Tuesday, February 16, 2010

The Birth of a Tea Party Nation

I'm afraid that the political scene is going to get worse before it gets better. With the liberals throwing out the moderate democrats and the right pushing out their moderates, there will only be pure ideology on either side. Where does that leave most Americans? We're becoming a country ruled by the minority. What decent person in their right mind would want to be a politician anymore? With Bayh's retirement, the republicans now have a shot at majority in the Senate and even John McCain is rivaled by someone more conservative than he is. And the ideology on the right is not a pretty sight. The tea party can call themselves whatever they want, but what they are is the party of fear:
Local Tea Party groups are often loosely affiliated with one of several competing national Tea Party organizations. In the background, offering advice and organizational muscle, are an array of conservative lobbying groups, most notably FreedomWorks. Further complicating matters, Tea Party events have become a magnet for other groups and causes — including gun rights activists, anti-tax crusaders, libertarians, militia organizers, the “birthers” who doubt President Obama’s citizenship, Lyndon LaRouche supporters and proponents of the sovereign states movement.

It is a sprawling rebellion, but running through it is a narrative of impending tyranny. This narrative permeates Tea Party Web sites, Facebook pages, Twitter feeds and YouTube videos.

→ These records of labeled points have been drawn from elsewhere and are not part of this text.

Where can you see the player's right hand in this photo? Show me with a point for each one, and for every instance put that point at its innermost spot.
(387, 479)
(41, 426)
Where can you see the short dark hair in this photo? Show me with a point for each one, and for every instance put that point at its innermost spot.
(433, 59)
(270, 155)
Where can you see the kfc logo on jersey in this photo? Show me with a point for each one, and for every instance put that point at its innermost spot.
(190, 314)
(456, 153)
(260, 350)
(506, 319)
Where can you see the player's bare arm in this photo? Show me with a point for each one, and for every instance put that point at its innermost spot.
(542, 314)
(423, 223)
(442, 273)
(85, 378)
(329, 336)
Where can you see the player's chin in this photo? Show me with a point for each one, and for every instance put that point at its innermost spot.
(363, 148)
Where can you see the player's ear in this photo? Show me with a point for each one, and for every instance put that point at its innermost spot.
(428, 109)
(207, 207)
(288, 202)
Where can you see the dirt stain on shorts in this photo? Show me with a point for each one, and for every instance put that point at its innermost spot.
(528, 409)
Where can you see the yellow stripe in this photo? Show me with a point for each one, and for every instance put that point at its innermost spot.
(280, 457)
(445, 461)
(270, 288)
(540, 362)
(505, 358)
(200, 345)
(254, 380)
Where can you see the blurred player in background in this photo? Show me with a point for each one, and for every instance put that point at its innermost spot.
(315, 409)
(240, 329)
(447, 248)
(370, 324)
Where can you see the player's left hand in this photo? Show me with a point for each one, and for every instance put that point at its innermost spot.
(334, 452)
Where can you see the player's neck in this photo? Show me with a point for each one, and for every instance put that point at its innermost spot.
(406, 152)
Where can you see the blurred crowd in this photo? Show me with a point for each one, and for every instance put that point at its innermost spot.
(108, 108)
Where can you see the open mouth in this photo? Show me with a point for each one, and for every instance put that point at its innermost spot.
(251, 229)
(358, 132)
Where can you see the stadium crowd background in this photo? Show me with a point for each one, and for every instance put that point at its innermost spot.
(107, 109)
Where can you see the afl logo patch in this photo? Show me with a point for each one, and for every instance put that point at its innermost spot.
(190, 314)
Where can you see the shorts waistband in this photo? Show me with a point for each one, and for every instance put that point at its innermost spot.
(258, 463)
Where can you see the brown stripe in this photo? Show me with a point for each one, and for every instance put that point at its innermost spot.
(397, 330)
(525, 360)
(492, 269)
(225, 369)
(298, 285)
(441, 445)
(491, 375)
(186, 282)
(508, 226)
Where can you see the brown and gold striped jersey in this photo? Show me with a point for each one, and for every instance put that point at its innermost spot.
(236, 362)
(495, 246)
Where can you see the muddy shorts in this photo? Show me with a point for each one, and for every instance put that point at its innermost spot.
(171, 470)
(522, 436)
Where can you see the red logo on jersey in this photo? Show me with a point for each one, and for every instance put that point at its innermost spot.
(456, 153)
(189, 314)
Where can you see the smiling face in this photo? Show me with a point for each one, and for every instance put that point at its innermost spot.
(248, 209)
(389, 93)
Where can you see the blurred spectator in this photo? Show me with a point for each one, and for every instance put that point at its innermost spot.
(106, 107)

It is a prominent theme of their favored media outlets and commentators, and it connects the disparate issues that preoccupy many Tea Party supporters — from the concern that the community organization Acorn is stealing elections to the belief that Mr. Obama is trying to control the Internet and restrict gun ownership.

WorldNetDaily.com trumpets “exclusives” reporting that the Army is seeking “Internment/Resettlement” specialists. On ResistNet.com, bloggers warn that Mr. Obama is trying to convert Interpol, the international police organization, into his personal police force. They call on “fellow Patriots” to “grab their guns.”NYT
The NYT article seems to suggest that the tea partiers became concerned when the recession took hold. I question whether the tea party is about people worried about the recession. Who started the recession? People who bought homes they couldn't afford. People way in over their heads in debt. Wall Street in their greed took advantage of our greed. For tea partiers, talk about the recession and fiscal conservatism is a cover for an even deeper fear of a black president and what that means to them. How else could they let someone like Glenn Beck into their minds? Who would want to be associated with that kind of hate?
They are frequently led by political neophytes who prize independence and tell strikingly similar stories of having been awakened by the recession. Their families upended by lost jobs, foreclosed homes and depleted retirement funds, they said they wanted to know why it happened and whom to blame.

That is often the point when Tea Party supporters say they began listening to Glenn Beck. With his guidance, they explored the Federalist Papers, exposés on the Federal Reserve, the work of Ayn Rand and George Orwell. Some went to constitutional seminars. Online, they discovered radical critiques of Washington on Web sites like ResistNet.com (“Home of the Patriotic Resistance”) and Infowars.com (“Because there is a war on for your mind.”).

Many describe emerging from their research as if reborn to a new reality. Some have gone so far as to stock up on ammunition, gold and survival food in anticipation of the worst. For others, though, transformation seems to amount to trying on a new ideological outfit — embracing the rhetoric and buying the books. NYT
I normally loathe Keith Olbermann's derision of moderates and his usual partisan babble, but he's spot on about what the tea party is about. It has dredged up fear among Americans who hadn't even been aware of their prejudices. Fear is a good word. White Americans are scared out of their wits by the change in this country. They feel that others, "foreigners," have taken over and made their lives worse, which has led to all this anti-government speak. We wouldn't know of the tea party if there was a white democrat as president. None of us want to think the tea party is about racism. We want to think that there's more to it. But there's not.